Why it's essential: Unlike their other game on this list, Invisible Inc., Klei Entertainment's sneaker is decidedly more action driven—and direct. Slicing and impaling your way through darkened side-scrolling levels as a vengeful ninja, the element of surprise is your ultimate weapon.
With the ability to take out light sources, zipline to grapple points, hide in foreground objects, use ninja tools for evasion, and climb walls with ease, each level feels almost like a stealthy puzzle to solve. Plus, bonus ninja rescues and rewards for staying completely hidden offer reasons to head back into levels.
Why it's essential: Indie developer Mike Bithell has designed some truly clever levels to complement his moody, stealth-cloaked story, but the heists don't stop when the story ends.
Unlike the other games on this list, Volume's user-generated levels and sharing mean there's a massive amount of additional content to digest, all built around the game's simple use of distraction and snappy movement to avoid patrolling guards' prying eyes.
Shown through a simple top-down perspective that pays homage to the early Metal Gear Solid games' VR missions, the clean art style and inventive level design mixes perfectly with moody music and trial-and-error gameplay that'll have you uttering the clarion call of the can't-put-it-down stealth classic: "Just one more try…"

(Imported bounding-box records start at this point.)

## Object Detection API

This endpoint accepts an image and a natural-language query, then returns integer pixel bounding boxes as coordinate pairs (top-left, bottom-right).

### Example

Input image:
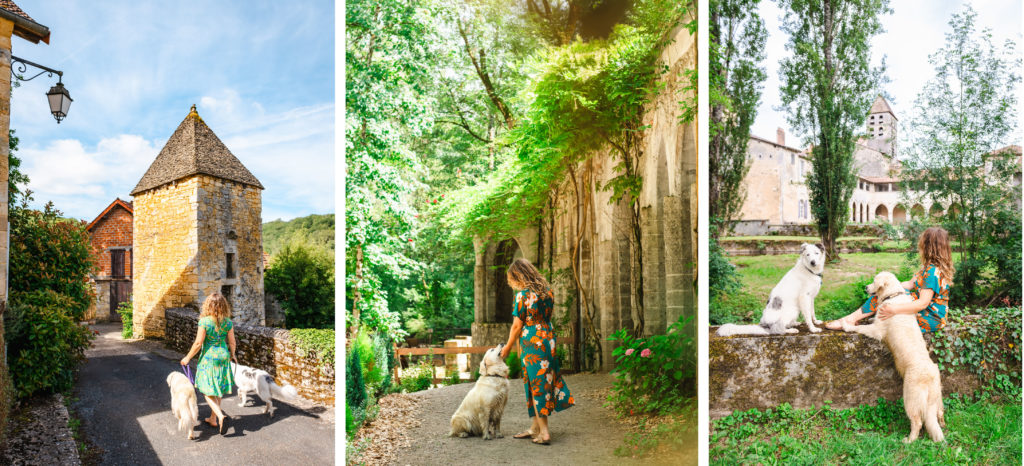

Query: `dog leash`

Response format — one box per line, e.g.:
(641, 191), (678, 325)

(181, 366), (196, 385)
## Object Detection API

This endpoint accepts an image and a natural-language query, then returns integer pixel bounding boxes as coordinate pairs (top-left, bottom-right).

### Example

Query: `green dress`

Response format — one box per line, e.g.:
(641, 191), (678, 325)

(512, 289), (575, 417)
(196, 316), (234, 396)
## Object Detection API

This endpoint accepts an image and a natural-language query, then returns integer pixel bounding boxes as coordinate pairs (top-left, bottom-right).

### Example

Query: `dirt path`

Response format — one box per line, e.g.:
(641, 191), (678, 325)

(380, 374), (695, 465)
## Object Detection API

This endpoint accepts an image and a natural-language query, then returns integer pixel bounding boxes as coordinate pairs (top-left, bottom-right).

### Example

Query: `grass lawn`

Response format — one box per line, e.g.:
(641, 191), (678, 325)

(709, 397), (1021, 465)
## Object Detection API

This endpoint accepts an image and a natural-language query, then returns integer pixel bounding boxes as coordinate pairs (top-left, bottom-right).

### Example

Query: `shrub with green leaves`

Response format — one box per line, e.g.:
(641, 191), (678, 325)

(263, 245), (334, 329)
(288, 329), (335, 366)
(118, 300), (134, 339)
(4, 290), (93, 398)
(8, 193), (95, 322)
(398, 358), (434, 393)
(608, 316), (696, 414)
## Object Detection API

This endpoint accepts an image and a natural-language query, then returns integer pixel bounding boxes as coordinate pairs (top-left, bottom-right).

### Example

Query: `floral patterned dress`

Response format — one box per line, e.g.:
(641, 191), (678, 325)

(860, 265), (949, 333)
(196, 316), (234, 396)
(512, 289), (575, 417)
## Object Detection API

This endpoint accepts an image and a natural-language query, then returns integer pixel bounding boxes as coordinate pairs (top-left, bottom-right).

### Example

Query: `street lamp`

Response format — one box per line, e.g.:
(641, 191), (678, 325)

(10, 55), (72, 125)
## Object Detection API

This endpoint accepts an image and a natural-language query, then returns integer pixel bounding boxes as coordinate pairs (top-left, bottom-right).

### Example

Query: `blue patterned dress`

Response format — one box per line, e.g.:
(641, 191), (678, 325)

(196, 316), (234, 396)
(860, 265), (949, 333)
(512, 289), (575, 417)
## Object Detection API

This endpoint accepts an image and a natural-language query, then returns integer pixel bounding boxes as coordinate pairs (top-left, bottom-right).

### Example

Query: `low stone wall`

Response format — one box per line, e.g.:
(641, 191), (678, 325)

(165, 308), (335, 406)
(708, 324), (1015, 419)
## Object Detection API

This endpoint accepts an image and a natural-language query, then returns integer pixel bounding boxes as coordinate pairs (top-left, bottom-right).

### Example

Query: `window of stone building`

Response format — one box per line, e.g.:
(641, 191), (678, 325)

(220, 285), (234, 307)
(111, 249), (125, 279)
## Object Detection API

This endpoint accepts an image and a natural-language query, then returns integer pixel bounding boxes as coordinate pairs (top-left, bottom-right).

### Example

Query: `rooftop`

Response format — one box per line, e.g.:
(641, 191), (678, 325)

(131, 105), (263, 196)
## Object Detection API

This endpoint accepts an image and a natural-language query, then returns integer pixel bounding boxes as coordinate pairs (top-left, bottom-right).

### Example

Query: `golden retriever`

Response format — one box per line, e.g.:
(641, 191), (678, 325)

(167, 372), (199, 440)
(843, 271), (946, 443)
(449, 345), (509, 440)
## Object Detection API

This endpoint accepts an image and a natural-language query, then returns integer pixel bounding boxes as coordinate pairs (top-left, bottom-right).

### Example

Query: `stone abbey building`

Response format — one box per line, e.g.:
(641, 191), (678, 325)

(472, 23), (697, 370)
(131, 105), (264, 337)
(734, 95), (1021, 235)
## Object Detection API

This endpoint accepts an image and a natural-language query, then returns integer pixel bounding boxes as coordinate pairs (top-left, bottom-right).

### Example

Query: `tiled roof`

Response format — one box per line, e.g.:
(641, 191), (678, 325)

(131, 105), (263, 196)
(85, 198), (134, 230)
(0, 0), (36, 23)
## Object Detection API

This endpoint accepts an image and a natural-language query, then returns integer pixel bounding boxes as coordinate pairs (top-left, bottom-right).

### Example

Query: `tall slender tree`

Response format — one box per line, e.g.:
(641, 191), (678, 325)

(708, 0), (768, 240)
(779, 0), (892, 260)
(903, 6), (1021, 305)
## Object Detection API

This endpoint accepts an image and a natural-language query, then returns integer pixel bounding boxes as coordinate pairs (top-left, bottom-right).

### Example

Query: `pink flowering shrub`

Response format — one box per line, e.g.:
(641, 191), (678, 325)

(608, 316), (696, 414)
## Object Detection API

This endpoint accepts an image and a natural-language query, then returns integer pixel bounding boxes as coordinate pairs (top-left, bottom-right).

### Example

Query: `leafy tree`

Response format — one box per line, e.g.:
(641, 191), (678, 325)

(903, 6), (1021, 306)
(345, 0), (436, 334)
(779, 0), (892, 260)
(263, 246), (334, 329)
(708, 0), (768, 239)
(9, 192), (95, 322)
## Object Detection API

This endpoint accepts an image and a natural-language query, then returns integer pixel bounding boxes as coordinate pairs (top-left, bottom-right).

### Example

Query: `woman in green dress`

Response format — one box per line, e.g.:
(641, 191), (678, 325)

(181, 293), (239, 434)
(501, 259), (575, 444)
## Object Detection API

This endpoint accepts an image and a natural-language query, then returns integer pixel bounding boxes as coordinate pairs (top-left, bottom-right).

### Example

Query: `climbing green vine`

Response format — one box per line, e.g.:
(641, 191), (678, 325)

(932, 307), (1021, 401)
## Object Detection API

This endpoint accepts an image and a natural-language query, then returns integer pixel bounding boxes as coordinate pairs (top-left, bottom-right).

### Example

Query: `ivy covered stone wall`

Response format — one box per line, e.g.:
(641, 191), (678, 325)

(165, 308), (334, 406)
(708, 309), (1021, 418)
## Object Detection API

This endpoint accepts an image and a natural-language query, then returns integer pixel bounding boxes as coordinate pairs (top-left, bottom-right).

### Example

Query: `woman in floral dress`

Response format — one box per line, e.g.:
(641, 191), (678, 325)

Why it's essential: It's a testament to the incredible level design work that Eidos-Montréal put into Deus Ex: Mankind Divided that you certainly don't have to play Deus Ex strictly as a stealth game, but you'll get infinitely more out of it if you explore every nook and cranny of its immersive world while staying undetected to unearth the myriad secrets in every level.
Coupled with a non-lethal run, it gives the whole game the effect of a kind of techno-ninja simulator, staying out of sight of patrolling guards, silently incapacitating them and overriding electronics to approach your objectives in a way that's distinctly unique to this franchise's pacing and world building.
Why it's essential: Aragami packs a ton of depth and a surprisingly inventive set of skills into its central mechanic of shadow manipulation, and is careful not to try to do more than it needs to keep that mechanic feeling fresh as new powers are unlocked.
There are more than a few ninja-themed games on our list, but this one leans heavily into the Japanese aesthetic, marrying moody music and light narration to tell the tale of a hooded assassin that has the ability to carry the shadows with him to get the drop on unsuspecting guards.
Why it's essential: Beyond the striking, baroque setting of Echo's sprawling Palace lies one hell of a secret: this place is constantly studying protagonist En. From the way she moves to the attacks she uses to the paths she takes, all is used to generate murderous copies that play back the previous day's route through the mansion in an effort to kill her.
This sets up an absolutely diabolical challenge where you have to consider not just what you're doing in the present as you sneak around, but what you did previously. The Palace is constantly adapting and reacting to your play style, making you literally your own worst enemy.